If the current boom comes to a halt, developers will have trouble paying their debts. Take Sunac, for instance. The developer’s net gearing ratio as of the end of June – that is, before the deal with Legend, which will further exacerbate its debt load – was 85.1%, one of the highest among its listed peers.
Evergrande, another developer that is highly leveraged, reported a net debt ratio of 89.6% in the same time period. “Before digesting the projects that have lower margins from the last cycle, developers are now stepping into the next cycle, investing quite heavily in land acquisitions,” says Christopher Yip from Standard and Poor’s, adding that such “rapid land-banking” will hurt developers’ balance sheets.
But Sun remains unfazed. Just this week, the tycoon, who is already the majority shareholder of Sunac, spent $360 million to raise his stake by around 12 percentage points to 53.2%.

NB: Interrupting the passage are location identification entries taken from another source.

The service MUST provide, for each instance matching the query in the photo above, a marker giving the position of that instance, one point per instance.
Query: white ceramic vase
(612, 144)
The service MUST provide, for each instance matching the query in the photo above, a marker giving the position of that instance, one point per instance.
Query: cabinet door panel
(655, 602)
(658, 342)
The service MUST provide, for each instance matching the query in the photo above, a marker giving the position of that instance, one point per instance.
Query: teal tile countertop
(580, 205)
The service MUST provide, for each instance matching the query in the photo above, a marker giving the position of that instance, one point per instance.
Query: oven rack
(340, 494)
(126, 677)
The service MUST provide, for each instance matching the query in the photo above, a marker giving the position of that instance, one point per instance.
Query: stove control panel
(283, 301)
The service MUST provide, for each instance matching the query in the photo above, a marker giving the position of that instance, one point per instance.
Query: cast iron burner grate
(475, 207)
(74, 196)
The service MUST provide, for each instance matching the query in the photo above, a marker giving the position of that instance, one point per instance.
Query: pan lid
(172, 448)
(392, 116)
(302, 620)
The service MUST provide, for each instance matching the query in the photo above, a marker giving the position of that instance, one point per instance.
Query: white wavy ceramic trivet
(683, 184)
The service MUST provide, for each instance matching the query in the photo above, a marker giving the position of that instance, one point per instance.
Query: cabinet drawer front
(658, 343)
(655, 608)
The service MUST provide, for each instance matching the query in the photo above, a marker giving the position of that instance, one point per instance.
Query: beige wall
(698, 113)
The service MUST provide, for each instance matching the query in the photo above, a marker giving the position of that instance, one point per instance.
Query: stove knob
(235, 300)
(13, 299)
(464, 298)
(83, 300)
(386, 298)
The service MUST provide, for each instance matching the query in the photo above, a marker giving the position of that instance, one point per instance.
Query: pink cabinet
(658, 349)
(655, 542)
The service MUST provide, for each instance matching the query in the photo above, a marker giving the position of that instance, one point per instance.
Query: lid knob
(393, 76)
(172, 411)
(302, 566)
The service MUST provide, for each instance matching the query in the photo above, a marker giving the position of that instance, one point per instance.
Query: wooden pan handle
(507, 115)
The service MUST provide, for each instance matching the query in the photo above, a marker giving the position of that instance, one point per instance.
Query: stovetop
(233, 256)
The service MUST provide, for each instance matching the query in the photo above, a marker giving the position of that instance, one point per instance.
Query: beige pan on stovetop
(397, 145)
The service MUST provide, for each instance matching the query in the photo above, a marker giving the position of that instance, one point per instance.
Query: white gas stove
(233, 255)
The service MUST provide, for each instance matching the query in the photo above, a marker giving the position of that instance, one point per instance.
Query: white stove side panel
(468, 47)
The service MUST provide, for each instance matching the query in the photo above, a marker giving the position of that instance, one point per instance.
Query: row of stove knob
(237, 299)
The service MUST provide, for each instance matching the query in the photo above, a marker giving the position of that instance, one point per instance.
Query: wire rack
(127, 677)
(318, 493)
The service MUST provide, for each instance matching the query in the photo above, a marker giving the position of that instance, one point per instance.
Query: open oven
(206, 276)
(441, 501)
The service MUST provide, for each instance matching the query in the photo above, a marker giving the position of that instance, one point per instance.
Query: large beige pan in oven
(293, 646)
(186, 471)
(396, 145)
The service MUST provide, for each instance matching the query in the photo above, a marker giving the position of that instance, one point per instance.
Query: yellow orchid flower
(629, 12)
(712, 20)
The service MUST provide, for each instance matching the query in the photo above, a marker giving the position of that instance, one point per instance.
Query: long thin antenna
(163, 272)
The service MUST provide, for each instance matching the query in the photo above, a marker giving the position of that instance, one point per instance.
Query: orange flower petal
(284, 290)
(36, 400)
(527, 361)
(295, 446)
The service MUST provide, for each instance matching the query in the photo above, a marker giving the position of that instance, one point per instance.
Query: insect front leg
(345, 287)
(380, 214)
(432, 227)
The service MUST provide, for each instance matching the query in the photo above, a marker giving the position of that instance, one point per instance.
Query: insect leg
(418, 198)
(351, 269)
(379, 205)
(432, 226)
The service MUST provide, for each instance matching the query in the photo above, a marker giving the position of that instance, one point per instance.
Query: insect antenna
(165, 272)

“Time hasn’t changed Sun’s gambling spirit,” says China Entrepreneur. Indeed, with market leader Vanke’s management distracted by a hostile takeover attempt, Sun is betting that his time has come. Upping his stake suggests that after the early adversity he experienced at Legend, he feels he got a good deal out of Liu – especially now that his real estate peers are finding prized land so costly to buy.